In much of our digital lives we are only too aware of information overload, as the fire hydrant of content gushing forth over the Internet competes for our ever stretched attention.
When it comes to crowdsourcing however, there is a tendency to think that more is always better. More participants, more ideas, more solutions. The more you can cram in, the better the outcomes. After all, it’s called crowdsourcing for a reason, right?
The perils of too much participation
Whilst the point of crowdsourcing is to solicit a wide range of opinions, just as our attention is finite when it comes to digital content, so too is the resources available within an organization to filter and digest the ideas that come in.
A recent paper highlights the diluting affect large levels of participation has on the mental and financial resources of the sponsoring organization. This can contribute to poorer outcomes as better ideas are missed amongst the general noise generated by the process.
The researchers tracked challenges run by over 900 organizations, which collectively saw over 100,000 ideas generated from participants. The authors then analyzed each suggestion to try and understand how unique and useful they were.
It emerged that there was an inverse relationship between the popularity of each challenge, and the eventual direction taken by the sponsoring organization. The more participants there were, the less likely the organization was to take a novel and unique course of action.
When good ideas are crowded out
It’s a phenomenon the authors call ‘crowding’, whereby the challenges of filtering out ideas obstructs the ability for the organization to chart a course of action.

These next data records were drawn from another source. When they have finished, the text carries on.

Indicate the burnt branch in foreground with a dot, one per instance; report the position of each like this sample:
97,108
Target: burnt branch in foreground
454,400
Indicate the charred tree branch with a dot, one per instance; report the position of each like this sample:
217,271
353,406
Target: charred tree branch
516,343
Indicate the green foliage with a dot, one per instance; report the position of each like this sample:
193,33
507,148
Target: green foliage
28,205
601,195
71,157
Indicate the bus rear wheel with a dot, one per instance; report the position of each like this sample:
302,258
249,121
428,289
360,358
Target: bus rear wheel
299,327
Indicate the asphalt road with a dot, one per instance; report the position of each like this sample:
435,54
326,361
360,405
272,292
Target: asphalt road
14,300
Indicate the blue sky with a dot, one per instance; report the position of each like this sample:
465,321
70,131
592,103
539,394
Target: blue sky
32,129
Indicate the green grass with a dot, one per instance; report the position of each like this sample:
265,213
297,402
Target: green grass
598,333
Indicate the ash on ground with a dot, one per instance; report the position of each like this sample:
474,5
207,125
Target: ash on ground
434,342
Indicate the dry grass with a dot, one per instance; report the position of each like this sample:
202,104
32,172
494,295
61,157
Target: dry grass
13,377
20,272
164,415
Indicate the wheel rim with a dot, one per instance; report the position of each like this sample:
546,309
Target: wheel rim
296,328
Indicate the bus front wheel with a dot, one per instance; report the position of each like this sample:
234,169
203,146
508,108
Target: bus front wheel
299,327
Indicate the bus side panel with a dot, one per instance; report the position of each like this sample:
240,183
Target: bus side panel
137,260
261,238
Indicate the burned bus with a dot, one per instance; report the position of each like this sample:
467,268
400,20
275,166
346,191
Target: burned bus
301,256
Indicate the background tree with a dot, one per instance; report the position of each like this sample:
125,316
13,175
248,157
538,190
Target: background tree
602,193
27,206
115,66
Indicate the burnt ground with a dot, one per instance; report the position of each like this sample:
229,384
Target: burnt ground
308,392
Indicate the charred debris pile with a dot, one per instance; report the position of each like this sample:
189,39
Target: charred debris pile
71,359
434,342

They remind us that crowdsourcing should not be designed as an idea generation process but as a means to change. Actions are the most important output from the process, with the crowd deployed to help overcome any blindspots that exist within the organization.
When crowding occurs however, it instead acts almost as a set of blinkers as it obstructs the process of locating outlying information and instead encourages organizations down more familiar paths.
A consequence of information overload
It’s something that we’re all familiar with, whether we’ve dealt with crowdsourcing or not. The authors draw the analogy with our post-holiday inboxes that are so often overflowing with emails.
To deal with the deluge we often pick off the easiest tasks first to begin shrinking the ‘to do’ list. This pushes more challenging tasks down the list to a time when hopefully we have more mental resources to tackle them with.
The problem when this occurs in crowdsourcing is that there is a pressure to act upon at least some of the suggestions in order to justify the process. This can then encourage organizations to implement ideas that may be easy to action but not really what the process was designed for.
How to overcome crowding
So how can this problem be overcome? The authors suggest that the key is to shift emphasis away from attracting a high volume of participants towards attracting high value participation.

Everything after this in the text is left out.